The Massachusetts progressive Elizabeth Warren is among prominent Democratic senators who have backed Tanden.

Republicans have been quick to tell reporters Tanden will not be confirmed if their party can help it. On Monday, Cornyn, from Texas, told reporters he thought Tanden was Biden’s “worst nominee so far”.

“Her combative and insulting comments about many members of the Senate, mainly on our side of the aisle, [create] certainly, a problematic path,” he said.

The Beast said Tanden had deleted at least one tweet in support of MJ Hegar, the Democrat Cornyn beat for re-election last month.

Speaking on MSNBC, Claire McCaskill, a former Democratic senator from Missouri, accused Republicans of displaying “a whole new level of hypocrisy”.

“The Republican senators are now all of a sudden worried about tweets that hurt their feelings,” she said. “This is just ridiculous.

“We’ve had a president who has used his Twitter account like a battering ram, going after not just his political opponents but Republican senators, unfairly, with incredibly brutal tweets. Now all of a sudden it’s a disqualification for someone to serve in the cabinet that engaged in her own opinion on Twitter? I think that’s dumb.”

In a statement emailed to the Guardian, a transition spokesperson said Biden would “choose the most-qualified, most experienced candidates capable of leading on day one” and “looks forward to working in good faith with both parties in Congress to install qualified, experienced leaders.

“The president-elect has been heartened to see a number of Republican senators express their desire to work together and indicate that they believe that presidents deserve latitude in building their team.”

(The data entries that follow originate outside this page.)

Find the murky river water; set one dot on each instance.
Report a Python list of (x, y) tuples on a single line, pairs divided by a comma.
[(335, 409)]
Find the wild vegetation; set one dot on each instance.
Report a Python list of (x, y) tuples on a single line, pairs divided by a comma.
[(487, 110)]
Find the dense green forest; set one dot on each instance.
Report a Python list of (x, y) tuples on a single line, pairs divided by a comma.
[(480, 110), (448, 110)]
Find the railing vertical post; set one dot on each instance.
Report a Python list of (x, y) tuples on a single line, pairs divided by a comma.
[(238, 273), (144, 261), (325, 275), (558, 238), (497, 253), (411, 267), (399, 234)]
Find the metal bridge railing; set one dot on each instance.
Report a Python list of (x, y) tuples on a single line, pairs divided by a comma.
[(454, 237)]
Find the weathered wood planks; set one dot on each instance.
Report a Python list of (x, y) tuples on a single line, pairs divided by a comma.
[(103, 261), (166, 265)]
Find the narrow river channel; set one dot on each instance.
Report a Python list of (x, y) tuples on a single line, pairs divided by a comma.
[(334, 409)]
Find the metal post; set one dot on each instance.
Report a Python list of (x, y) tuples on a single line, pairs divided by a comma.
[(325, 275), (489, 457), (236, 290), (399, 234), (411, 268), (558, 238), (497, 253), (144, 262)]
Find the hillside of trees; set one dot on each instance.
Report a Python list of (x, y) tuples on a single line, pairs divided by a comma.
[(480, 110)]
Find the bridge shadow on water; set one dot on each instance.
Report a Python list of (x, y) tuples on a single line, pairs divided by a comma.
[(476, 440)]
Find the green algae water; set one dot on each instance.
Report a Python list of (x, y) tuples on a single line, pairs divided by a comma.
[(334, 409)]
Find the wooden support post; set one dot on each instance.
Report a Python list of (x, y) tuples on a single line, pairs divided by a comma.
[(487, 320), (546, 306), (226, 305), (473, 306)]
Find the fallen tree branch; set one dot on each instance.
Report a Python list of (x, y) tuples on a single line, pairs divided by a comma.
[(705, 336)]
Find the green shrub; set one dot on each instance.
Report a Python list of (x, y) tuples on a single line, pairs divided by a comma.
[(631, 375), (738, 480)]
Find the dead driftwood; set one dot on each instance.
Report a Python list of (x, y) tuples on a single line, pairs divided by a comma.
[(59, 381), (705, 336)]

Jen Psaki, Biden’s incoming White House press secretary, said Tanden was “a brilliant policy expert and she knows how vital funding for [government] programs is. As a child, for a period her family relied on food stamps to eat, on Section 8 vouchers to pay the rent and on the social safety. Her fresh perspective can help meet this moment.”

Tanden did not comment on the Daily Beast report. She tweeted: “After my parents were divorced when I was young, my mother relied on public food and housing programs to get by. Now, I’m being nominated to help ensure those programs are secure, and ensure families like mine can live with dignity. I am beyond honored.”